As this energetic, often funny, drama opens, we see a foulmouthed and furious Stephanie (Marin Ireland ) tearing into her boyfriend of four years, Greg (Thomas Sadoski). He's a well-meaning schlub who works in a warehouse. He does seem to love Steph, but the slight she's screaming about ignites this play's fuse. As the basically decent Greg tries to make sense of the explosion he's unwittingly sparked, he becomes enmeshed in the macho machinations of his handsome, sleazy friend Kent (Steven Pasquale), who's married to Steph's best friend, Carly (Piper Perabo), a woman whom he admires only physically. There's still plenty of chauvinism, violence, and masculine idiocy here, but for once, it's counterpointed by a guy who seems to have a glimmer of understanding that women are, you know, people, too. What he has to learn by the end of the play is that they're nonetheless different than men.
This story of manners and misogyny benefits from a superb cast. Ireland's Steph is sharp, strident, and wholly sympathetic in her bitterness and heartache, while Perabo also shines in her smaller role as the not-so-bright beauty who knows more than she lets on. As her sexy, sexist husband, Pasquale sizes up his wife and every other woman with a practiced, impartial eye-and slowly reveals that this evaluative attitude isn't limited to women. But ultimately the play is Greg's coming-of-age story, so it's Sadoski, all wry, confused squints and slumped shoulders, whose performance stays with you. He makes Greg's puzzled grappling with Steph's response as convincing as it is moving.

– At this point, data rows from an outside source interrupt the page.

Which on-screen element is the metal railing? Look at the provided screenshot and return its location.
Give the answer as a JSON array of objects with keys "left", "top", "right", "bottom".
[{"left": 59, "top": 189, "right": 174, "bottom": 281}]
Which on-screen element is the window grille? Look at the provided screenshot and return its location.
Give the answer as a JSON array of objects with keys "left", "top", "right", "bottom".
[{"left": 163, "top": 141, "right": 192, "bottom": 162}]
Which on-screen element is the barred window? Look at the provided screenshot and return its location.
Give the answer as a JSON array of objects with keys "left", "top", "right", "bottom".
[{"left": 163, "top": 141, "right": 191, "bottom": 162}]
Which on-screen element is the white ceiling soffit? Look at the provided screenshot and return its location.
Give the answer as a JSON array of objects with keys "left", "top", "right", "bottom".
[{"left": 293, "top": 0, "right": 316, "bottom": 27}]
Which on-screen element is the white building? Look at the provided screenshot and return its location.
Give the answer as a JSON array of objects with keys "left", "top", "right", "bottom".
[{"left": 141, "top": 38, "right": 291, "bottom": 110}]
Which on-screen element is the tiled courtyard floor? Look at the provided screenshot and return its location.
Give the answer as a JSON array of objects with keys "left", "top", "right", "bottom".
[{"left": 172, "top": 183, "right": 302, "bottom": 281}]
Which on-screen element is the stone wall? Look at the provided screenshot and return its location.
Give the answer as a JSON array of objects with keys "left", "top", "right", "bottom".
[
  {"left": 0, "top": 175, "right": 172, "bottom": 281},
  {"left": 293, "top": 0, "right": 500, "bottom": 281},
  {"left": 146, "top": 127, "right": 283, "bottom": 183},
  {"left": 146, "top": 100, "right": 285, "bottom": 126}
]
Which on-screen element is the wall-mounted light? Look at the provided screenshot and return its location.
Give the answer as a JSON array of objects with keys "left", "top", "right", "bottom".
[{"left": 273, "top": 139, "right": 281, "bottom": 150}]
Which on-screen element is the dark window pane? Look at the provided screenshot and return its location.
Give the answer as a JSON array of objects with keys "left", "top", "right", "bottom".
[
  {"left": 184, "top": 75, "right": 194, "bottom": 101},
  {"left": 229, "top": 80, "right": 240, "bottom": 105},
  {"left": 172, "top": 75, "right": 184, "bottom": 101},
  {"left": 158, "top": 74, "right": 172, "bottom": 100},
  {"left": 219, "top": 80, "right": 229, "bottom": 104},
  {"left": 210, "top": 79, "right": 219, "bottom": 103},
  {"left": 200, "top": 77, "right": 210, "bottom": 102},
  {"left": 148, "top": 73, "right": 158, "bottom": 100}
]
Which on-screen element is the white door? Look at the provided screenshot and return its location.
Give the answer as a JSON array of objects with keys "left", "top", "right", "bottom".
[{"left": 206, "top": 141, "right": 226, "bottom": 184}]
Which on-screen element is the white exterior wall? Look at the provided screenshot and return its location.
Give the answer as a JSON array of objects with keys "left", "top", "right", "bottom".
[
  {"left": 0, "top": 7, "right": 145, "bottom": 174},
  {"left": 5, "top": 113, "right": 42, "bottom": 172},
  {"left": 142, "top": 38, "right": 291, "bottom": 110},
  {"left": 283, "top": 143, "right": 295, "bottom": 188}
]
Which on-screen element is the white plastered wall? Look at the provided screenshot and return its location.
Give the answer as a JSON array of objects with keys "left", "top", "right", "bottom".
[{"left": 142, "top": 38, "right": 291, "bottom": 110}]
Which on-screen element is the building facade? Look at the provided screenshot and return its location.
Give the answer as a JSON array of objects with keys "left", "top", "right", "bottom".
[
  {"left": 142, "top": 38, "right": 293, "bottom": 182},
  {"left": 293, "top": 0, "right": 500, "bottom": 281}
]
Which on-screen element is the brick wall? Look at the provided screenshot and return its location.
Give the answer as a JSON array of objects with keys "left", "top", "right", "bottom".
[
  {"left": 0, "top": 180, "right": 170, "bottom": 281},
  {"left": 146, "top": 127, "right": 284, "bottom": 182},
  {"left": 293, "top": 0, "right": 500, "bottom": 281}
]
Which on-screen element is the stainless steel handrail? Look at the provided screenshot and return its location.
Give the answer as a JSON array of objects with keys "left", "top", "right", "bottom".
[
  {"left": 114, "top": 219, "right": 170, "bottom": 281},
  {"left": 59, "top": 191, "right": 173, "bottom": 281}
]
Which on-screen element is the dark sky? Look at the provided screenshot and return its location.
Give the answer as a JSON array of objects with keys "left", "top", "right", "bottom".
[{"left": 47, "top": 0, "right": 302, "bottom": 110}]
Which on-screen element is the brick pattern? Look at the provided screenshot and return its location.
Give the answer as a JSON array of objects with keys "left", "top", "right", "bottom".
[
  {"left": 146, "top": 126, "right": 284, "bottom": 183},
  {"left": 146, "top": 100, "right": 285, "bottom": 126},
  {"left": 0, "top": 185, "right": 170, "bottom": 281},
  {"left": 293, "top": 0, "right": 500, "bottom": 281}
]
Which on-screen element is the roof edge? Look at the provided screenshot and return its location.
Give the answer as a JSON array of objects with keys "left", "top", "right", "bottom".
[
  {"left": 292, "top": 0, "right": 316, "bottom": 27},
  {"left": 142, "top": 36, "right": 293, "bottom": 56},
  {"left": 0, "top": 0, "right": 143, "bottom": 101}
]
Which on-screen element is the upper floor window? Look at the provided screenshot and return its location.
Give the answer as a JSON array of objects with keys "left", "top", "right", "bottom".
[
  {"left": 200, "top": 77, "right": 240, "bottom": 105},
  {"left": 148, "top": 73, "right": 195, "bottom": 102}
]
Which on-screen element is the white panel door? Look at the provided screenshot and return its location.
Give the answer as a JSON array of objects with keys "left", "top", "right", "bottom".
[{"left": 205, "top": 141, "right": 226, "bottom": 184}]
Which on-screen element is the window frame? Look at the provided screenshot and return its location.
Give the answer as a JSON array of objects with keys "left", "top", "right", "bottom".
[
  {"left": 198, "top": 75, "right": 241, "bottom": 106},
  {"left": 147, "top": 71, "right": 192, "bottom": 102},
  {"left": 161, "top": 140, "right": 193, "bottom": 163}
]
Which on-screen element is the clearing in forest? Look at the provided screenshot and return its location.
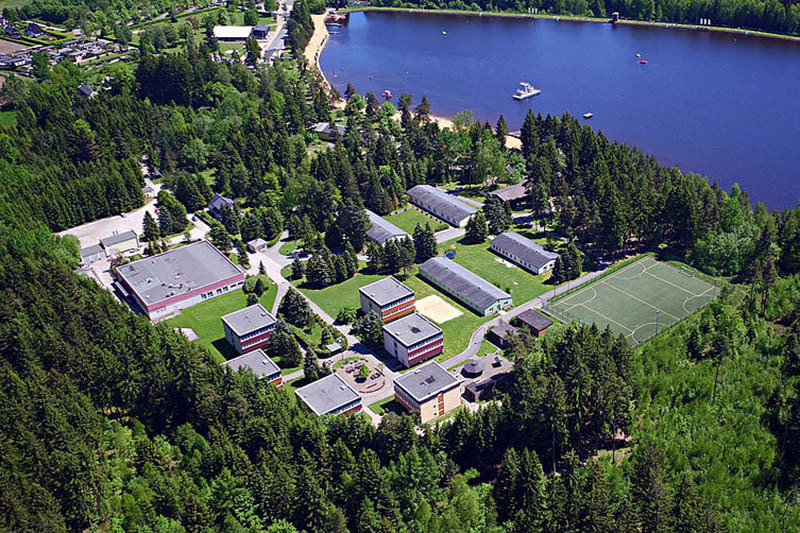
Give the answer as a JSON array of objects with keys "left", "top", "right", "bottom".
[{"left": 545, "top": 256, "right": 719, "bottom": 345}]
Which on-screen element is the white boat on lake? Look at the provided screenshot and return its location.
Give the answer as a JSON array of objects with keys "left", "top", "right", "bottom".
[{"left": 513, "top": 81, "right": 542, "bottom": 100}]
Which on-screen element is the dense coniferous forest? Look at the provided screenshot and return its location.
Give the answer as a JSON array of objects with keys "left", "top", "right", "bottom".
[
  {"left": 373, "top": 0, "right": 800, "bottom": 35},
  {"left": 0, "top": 0, "right": 800, "bottom": 533}
]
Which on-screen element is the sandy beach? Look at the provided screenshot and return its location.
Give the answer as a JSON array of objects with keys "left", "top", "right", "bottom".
[
  {"left": 303, "top": 14, "right": 331, "bottom": 84},
  {"left": 310, "top": 15, "right": 522, "bottom": 150}
]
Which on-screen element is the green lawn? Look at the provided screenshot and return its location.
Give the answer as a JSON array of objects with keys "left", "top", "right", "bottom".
[
  {"left": 403, "top": 276, "right": 493, "bottom": 362},
  {"left": 167, "top": 284, "right": 278, "bottom": 363},
  {"left": 383, "top": 206, "right": 449, "bottom": 235},
  {"left": 0, "top": 111, "right": 17, "bottom": 128},
  {"left": 292, "top": 272, "right": 385, "bottom": 319},
  {"left": 367, "top": 396, "right": 408, "bottom": 415},
  {"left": 439, "top": 236, "right": 553, "bottom": 305}
]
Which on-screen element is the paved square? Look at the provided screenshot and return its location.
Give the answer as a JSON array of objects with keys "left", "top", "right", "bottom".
[
  {"left": 545, "top": 256, "right": 718, "bottom": 345},
  {"left": 416, "top": 294, "right": 463, "bottom": 324}
]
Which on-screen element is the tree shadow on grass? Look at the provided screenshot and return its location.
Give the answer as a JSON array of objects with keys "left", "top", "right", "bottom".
[{"left": 211, "top": 337, "right": 239, "bottom": 361}]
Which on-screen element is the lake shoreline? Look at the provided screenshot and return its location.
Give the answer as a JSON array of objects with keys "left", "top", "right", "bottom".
[{"left": 338, "top": 6, "right": 800, "bottom": 42}]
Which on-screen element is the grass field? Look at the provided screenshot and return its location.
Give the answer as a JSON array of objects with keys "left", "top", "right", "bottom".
[
  {"left": 383, "top": 206, "right": 450, "bottom": 235},
  {"left": 439, "top": 236, "right": 553, "bottom": 305},
  {"left": 167, "top": 284, "right": 278, "bottom": 363},
  {"left": 546, "top": 256, "right": 717, "bottom": 345}
]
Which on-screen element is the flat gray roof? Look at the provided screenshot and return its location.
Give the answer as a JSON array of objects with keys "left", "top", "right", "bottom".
[
  {"left": 222, "top": 348, "right": 281, "bottom": 378},
  {"left": 364, "top": 209, "right": 409, "bottom": 245},
  {"left": 408, "top": 185, "right": 478, "bottom": 220},
  {"left": 492, "top": 231, "right": 558, "bottom": 268},
  {"left": 100, "top": 229, "right": 137, "bottom": 248},
  {"left": 294, "top": 374, "right": 361, "bottom": 415},
  {"left": 117, "top": 240, "right": 242, "bottom": 305},
  {"left": 383, "top": 313, "right": 442, "bottom": 346},
  {"left": 81, "top": 244, "right": 103, "bottom": 257},
  {"left": 517, "top": 309, "right": 553, "bottom": 331},
  {"left": 222, "top": 304, "right": 275, "bottom": 337},
  {"left": 419, "top": 257, "right": 511, "bottom": 308},
  {"left": 358, "top": 276, "right": 414, "bottom": 305},
  {"left": 489, "top": 181, "right": 528, "bottom": 202},
  {"left": 394, "top": 361, "right": 458, "bottom": 403}
]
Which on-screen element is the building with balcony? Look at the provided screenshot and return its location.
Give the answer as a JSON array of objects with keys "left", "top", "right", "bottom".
[
  {"left": 383, "top": 313, "right": 444, "bottom": 368},
  {"left": 394, "top": 362, "right": 461, "bottom": 424},
  {"left": 358, "top": 276, "right": 415, "bottom": 323},
  {"left": 222, "top": 304, "right": 275, "bottom": 354}
]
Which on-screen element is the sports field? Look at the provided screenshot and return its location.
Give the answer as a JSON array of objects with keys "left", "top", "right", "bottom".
[{"left": 545, "top": 256, "right": 718, "bottom": 345}]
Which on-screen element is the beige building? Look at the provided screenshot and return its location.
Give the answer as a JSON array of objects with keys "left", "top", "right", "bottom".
[{"left": 394, "top": 361, "right": 461, "bottom": 424}]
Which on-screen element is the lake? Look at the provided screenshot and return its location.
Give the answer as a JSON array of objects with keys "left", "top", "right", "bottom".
[{"left": 321, "top": 12, "right": 800, "bottom": 208}]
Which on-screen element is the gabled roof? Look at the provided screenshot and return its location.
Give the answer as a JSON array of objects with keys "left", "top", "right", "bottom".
[
  {"left": 222, "top": 304, "right": 275, "bottom": 337},
  {"left": 419, "top": 257, "right": 511, "bottom": 308},
  {"left": 100, "top": 229, "right": 137, "bottom": 248},
  {"left": 294, "top": 374, "right": 361, "bottom": 415},
  {"left": 364, "top": 209, "right": 409, "bottom": 246},
  {"left": 408, "top": 185, "right": 478, "bottom": 220},
  {"left": 358, "top": 276, "right": 414, "bottom": 305},
  {"left": 222, "top": 348, "right": 281, "bottom": 378},
  {"left": 214, "top": 26, "right": 253, "bottom": 40},
  {"left": 517, "top": 309, "right": 553, "bottom": 331},
  {"left": 492, "top": 231, "right": 558, "bottom": 268},
  {"left": 208, "top": 194, "right": 235, "bottom": 213},
  {"left": 383, "top": 313, "right": 442, "bottom": 347},
  {"left": 394, "top": 361, "right": 458, "bottom": 403}
]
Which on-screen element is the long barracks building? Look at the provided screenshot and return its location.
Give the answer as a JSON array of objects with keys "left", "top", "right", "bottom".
[
  {"left": 358, "top": 276, "right": 416, "bottom": 323},
  {"left": 117, "top": 240, "right": 244, "bottom": 320}
]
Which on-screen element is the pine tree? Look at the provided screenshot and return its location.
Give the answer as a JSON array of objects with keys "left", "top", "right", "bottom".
[
  {"left": 303, "top": 346, "right": 319, "bottom": 383},
  {"left": 236, "top": 239, "right": 250, "bottom": 268},
  {"left": 466, "top": 212, "right": 489, "bottom": 244},
  {"left": 483, "top": 194, "right": 514, "bottom": 235},
  {"left": 143, "top": 211, "right": 161, "bottom": 244},
  {"left": 367, "top": 242, "right": 385, "bottom": 273},
  {"left": 494, "top": 115, "right": 509, "bottom": 144},
  {"left": 414, "top": 222, "right": 437, "bottom": 263}
]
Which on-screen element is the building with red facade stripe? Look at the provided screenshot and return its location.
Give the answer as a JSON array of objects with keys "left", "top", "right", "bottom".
[
  {"left": 116, "top": 240, "right": 244, "bottom": 320},
  {"left": 394, "top": 361, "right": 461, "bottom": 424},
  {"left": 222, "top": 304, "right": 275, "bottom": 354},
  {"left": 222, "top": 349, "right": 283, "bottom": 389},
  {"left": 358, "top": 276, "right": 416, "bottom": 323},
  {"left": 383, "top": 313, "right": 444, "bottom": 368}
]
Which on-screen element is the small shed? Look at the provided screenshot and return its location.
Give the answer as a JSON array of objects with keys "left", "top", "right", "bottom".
[
  {"left": 247, "top": 237, "right": 267, "bottom": 254},
  {"left": 517, "top": 309, "right": 553, "bottom": 337},
  {"left": 486, "top": 322, "right": 519, "bottom": 348}
]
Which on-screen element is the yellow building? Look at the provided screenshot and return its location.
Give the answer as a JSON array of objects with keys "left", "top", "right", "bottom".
[{"left": 394, "top": 361, "right": 461, "bottom": 424}]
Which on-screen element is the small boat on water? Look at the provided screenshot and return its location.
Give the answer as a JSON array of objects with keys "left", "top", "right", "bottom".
[{"left": 512, "top": 81, "right": 542, "bottom": 100}]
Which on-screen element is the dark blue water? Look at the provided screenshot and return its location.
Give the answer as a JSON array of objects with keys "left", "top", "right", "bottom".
[{"left": 322, "top": 12, "right": 800, "bottom": 208}]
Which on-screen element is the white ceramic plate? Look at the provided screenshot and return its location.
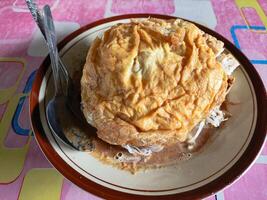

It's so refreshing to see a LaBute play in which a guy-the hero, even!-actually takes real issue with sexual stereotypes and tries to understand what a woman is thinking that it's easy to overlook the play's rather marked limitations. What it does, basically, is raise its protagonist's consciousness to the level of the average sitcom. Even the foreshadowing of Greg's picking himself up by his bootstraps-his interest in the great-book classics-smacks of television's semaphoring. But that said, the fast-paced aggressive dialogue, particularly between the sexes, is far more keenly observed, the power plays more acutely depicted and the heartache much more heartfelt than in any sit-com.